I find it a little curious that the US_Flow_Mass values are different between the 100 answer and the simulation.

I was tweaking some of the code to try to resolve this, and found that the tests ended at the second to last timestep (I think due to a relic of a past bug in the code related to timesteps). Updating that code to use the last timestep in the _mass_bal_global_100_Ans function and _mass_bal_global functions, I get the following results:

image

Interestingly, this increases some of the differences between the answer and simulation, but the overall error for both tests is decreased.

sjordan29 commented 3 months ago

Just set the diffusion coefficient to zero which reduces the error compared to the 100 everywhere answer:

image

I will work on resolving where that 300 difference is coming in for the US_Flow_in_mass. I'd think that value should be identical from the answer to the simulation. I can see the downstream answers being slightly different due to the remaining wetting/drying spike

sjordan29 commented 3 months ago

I think I found the issue. In my _mass_flux method I should use the t+1 timestep for the parent_concentration and neighbor_concentration based on the transport equation using the fully implicit Backward Euler scheme (was previously using the t timstep).

Now the US_Flow_in_mass is the same between the 100 answer and our simulation and the only difference is for the mass flowing out, which increases in our simulation compared to the answer... so that means we're creating some mass, perhaps due to this precision issue?

image

aufdenkampe commented 3 months ago

@sjordan29, nice sleuthing! That's awesome.

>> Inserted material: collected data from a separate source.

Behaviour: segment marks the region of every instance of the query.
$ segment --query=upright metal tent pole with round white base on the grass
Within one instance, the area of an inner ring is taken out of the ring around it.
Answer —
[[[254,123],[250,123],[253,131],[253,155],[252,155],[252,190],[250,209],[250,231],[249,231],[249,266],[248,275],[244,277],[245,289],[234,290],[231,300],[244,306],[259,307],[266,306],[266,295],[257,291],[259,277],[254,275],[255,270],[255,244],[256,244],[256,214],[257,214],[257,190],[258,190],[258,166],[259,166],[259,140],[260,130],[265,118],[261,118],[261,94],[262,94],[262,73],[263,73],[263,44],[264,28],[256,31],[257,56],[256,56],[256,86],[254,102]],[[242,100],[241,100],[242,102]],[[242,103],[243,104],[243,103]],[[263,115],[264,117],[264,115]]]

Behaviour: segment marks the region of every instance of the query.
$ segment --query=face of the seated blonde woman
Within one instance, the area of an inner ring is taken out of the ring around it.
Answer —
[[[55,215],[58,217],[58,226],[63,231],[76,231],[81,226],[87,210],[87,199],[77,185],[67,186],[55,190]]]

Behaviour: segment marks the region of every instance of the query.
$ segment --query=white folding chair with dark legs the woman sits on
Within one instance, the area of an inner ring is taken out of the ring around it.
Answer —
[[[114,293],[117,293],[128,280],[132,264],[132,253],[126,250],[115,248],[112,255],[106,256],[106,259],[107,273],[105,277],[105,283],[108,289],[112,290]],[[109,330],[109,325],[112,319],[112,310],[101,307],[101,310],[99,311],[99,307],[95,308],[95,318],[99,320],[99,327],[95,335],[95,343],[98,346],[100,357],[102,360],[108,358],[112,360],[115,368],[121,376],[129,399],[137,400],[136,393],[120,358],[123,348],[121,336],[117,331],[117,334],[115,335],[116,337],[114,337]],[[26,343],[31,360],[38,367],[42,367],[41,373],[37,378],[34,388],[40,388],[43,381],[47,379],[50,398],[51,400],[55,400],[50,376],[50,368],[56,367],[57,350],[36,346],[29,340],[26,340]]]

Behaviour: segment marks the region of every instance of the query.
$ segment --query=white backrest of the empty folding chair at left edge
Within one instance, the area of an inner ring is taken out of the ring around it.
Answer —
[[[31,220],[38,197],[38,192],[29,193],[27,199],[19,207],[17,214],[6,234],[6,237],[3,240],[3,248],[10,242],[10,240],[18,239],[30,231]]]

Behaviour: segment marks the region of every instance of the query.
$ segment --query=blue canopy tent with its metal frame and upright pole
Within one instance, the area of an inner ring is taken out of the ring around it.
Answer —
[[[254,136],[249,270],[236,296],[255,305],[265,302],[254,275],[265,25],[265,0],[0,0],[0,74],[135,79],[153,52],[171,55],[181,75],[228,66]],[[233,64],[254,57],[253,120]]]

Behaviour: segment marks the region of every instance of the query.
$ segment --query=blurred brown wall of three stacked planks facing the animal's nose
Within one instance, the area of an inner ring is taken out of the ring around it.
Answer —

To that output table, it might be useful to add a 4th column that divides the Diff by the Answer, similar to a percent difference but expressed in the more useful scientific notation. You could label it CV (Coefficient of Variation), even though it's not exactly that.

sjordan29 commented 3 months ago

image

aufdenkampe commented 3 months ago

These errors are now down to 4-5 significant figures (except for the last two lines that don't count because they're differences in errors). This is great news!